Musa scored his second goal for Indy Eleven, and his first of the 2025 season, on 16 August 2025 in a 3–2 loss at Loudoun United.

=== Fort Wayne FC (2026 – present) ===
On January 31, 2026 USL League One club Fort Wayne FC for their Inaugural season.

==International career==
Musa was selected for the New Zealand U-20 team to compete in the 2011 OFC U-20 Championship in April 2011 and the Suwon Cup in Korea. During the OFC U-20 championship he played in all four matches, scoring a hat-trick during the group stage and helping the Junior All Whites win the tournament and secure qualification to the 2011 FIFA U-20 World Cup at which he played all three games against Cameroon, Uruguay and Portugal.

In February 2012, Musa was selected in New Zealand's 20 man squad to play two friendly matches against Saudi Arabia, coached by former FC Barcelona Manager Frank Rijkaard in Melbourne, Australia in preparation for the 2012 OFC Men's Pre-Olympic Football Tournament to be held in Taupo, New Zealand.

On 25 March 2012 the New Zealand U-23 men's team secured qualification for the 2012 Summer Olympics in London with a 1–0 win over Fiji with a coolly finished penalty from Greg Draper. Musa played a big role in defence during the qualifying campaign with the New Zealand U-23 team going through unbeaten. He also scored 2 goals during the tournament.

On 21 June 2012, Musa was named as one of the 6 defenders in Neil Emblen's 18-man squad for the 2012 Summer Olympics in London, with Ryan Nelsen named as captain and as one of the three overage players.
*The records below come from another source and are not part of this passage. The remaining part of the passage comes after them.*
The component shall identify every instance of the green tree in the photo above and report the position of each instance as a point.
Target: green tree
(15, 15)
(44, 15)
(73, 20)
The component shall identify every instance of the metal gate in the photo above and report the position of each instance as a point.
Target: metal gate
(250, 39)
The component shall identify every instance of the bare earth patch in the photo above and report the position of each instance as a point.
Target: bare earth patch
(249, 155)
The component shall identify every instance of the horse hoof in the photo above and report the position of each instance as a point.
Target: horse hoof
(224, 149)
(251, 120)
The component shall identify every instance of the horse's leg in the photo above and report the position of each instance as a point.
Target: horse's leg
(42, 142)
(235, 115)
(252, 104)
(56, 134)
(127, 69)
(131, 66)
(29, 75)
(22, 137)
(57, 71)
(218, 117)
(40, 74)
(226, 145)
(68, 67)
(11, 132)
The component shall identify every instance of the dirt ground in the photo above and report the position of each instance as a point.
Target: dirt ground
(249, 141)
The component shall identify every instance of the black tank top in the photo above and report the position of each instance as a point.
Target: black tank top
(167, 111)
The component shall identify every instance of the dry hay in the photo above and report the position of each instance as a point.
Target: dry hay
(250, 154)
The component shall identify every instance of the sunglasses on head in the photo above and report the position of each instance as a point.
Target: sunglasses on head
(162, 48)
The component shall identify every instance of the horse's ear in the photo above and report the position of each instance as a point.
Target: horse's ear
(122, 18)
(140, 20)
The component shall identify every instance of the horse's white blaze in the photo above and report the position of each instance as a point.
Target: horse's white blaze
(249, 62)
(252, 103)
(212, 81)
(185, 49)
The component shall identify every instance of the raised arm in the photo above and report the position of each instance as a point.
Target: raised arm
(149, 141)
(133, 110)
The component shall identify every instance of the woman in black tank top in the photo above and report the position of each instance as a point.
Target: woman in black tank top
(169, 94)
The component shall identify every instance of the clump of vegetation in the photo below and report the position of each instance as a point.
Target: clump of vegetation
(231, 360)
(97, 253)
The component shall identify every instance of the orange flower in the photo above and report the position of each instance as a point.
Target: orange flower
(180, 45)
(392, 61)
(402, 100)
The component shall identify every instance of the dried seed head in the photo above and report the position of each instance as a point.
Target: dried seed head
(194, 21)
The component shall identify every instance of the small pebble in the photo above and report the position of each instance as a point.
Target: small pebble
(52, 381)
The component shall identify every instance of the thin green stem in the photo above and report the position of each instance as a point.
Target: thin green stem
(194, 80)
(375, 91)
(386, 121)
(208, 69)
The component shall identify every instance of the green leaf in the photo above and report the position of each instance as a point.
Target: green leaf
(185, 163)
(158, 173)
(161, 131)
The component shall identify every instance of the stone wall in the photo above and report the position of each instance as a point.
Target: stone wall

Musa made one appearance for the New Zealand U-23 team at the 2012 Summer Olympics in London. He came on at left back in the 1–1 draw against Egypt in place of the injured Ian Hogg in the 63rd minute at Old Trafford.

Musa was called into the All Whites squad for a 30 May friendly in Auckland against South Africa by interim coach Neil Emblen. Musa made his international debut on 30 May 2014 against South Africa, coming on as a substitute. The match ended in a nil-all draw.